Abstract C093: Dysregulated spliceosomal components promote pancreatic cancer progression

Abstract

Abstract Dysregulated RNA splicing factors have been widely reported in tumorigenesis, but their involvement in pancreatic ductal adenocarcinoma (PDAC) is not well understood.

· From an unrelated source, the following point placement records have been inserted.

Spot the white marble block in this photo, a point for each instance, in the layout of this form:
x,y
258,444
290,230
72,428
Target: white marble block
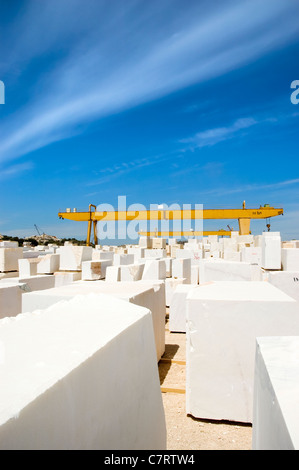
x,y
38,282
178,308
194,254
251,254
63,279
170,286
123,259
145,242
131,272
92,270
290,259
10,299
225,270
102,255
271,250
48,264
28,267
194,274
181,268
8,244
149,294
276,391
9,258
81,375
112,274
154,269
159,243
71,257
155,253
223,320
138,253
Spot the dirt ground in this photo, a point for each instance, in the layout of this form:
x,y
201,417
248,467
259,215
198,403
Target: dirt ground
x,y
185,432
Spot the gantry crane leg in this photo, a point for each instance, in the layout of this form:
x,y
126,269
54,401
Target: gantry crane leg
x,y
244,226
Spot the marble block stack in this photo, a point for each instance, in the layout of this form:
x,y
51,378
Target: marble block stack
x,y
81,375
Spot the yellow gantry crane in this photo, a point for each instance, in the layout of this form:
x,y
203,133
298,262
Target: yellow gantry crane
x,y
243,216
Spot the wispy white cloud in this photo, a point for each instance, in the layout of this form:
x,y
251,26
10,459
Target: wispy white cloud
x,y
214,136
113,61
15,170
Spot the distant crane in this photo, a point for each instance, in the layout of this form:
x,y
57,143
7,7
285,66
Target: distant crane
x,y
244,217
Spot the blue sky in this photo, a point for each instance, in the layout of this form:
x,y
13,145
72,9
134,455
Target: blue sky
x,y
159,101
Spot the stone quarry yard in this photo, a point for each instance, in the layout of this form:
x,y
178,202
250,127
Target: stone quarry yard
x,y
183,431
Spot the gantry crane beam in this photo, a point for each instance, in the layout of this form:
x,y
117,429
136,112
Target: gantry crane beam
x,y
243,215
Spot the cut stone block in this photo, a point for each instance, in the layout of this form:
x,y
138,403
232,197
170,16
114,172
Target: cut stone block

We found that two proteins involved in different stages of spliceosome assembly contribute to PDAC tumorigenesis by regulating alternative splicing, either through direct or indirect interaction with RNA. First, we showed that the splicing factor SRSF1—an RNA-binding protein involved in early spliceosome assembly—can induce pancreatitis and accelerate KRASG12D-mediated PDAC by activating the MAPK pathway. Moreover, the expression of SRSF1 decreased in morphologically normal pancreatic cells expressing KRASG12D to maintain cellular homeostasis. Second, we found that breast cancer amplified sequence 2 (BCAS2, also known as SPF27)—a spliceosome scaffold protein associated with conformational changes—also contributes to PDAC progression. Although BCAS2 does not bind RNA directly, it can regulate alternative splicing events in a sequence-specific manner by promoting the usage of specific 5’ splice sites. BCAS2 promotes the inclusion of exon 21, which has a weak 5' splice site, in the SOS Ras/Rac Guanine Nucleotide Exchange Factor 1 (SOS1) pre-mRNA, resulting in a more oncogenic isoform. These studies not only improve our understanding of the oncogenic role of aberrant alternative splicing, but also provide insights into the mechanisms of alternative-splicing regulation at different stages of spliceosome assembly. Citation Format: Ledong Wan, Kuan-Ting Lin, Mohammad A. Rahman, Yuma Ishigami, Alexander J. Kral, Dillon Voss, Zhikai Wang, Mads A. Jensen, John E. Wilkinson, Youngkyu Park, David A. Tuveson, Adrian R. Krainer. Dysregulated spliceosomal components promote pancreatic cancer progression [abstract]. In: Proceedings of the AACR Special Conference in Cancer Research: Pancreatic Cancer; 2023 Sep 27-30; Boston, Massachusetts. Philadelphia (PA): AACR; Cancer Res 2024;84(2 Suppl):Abstract nr C093.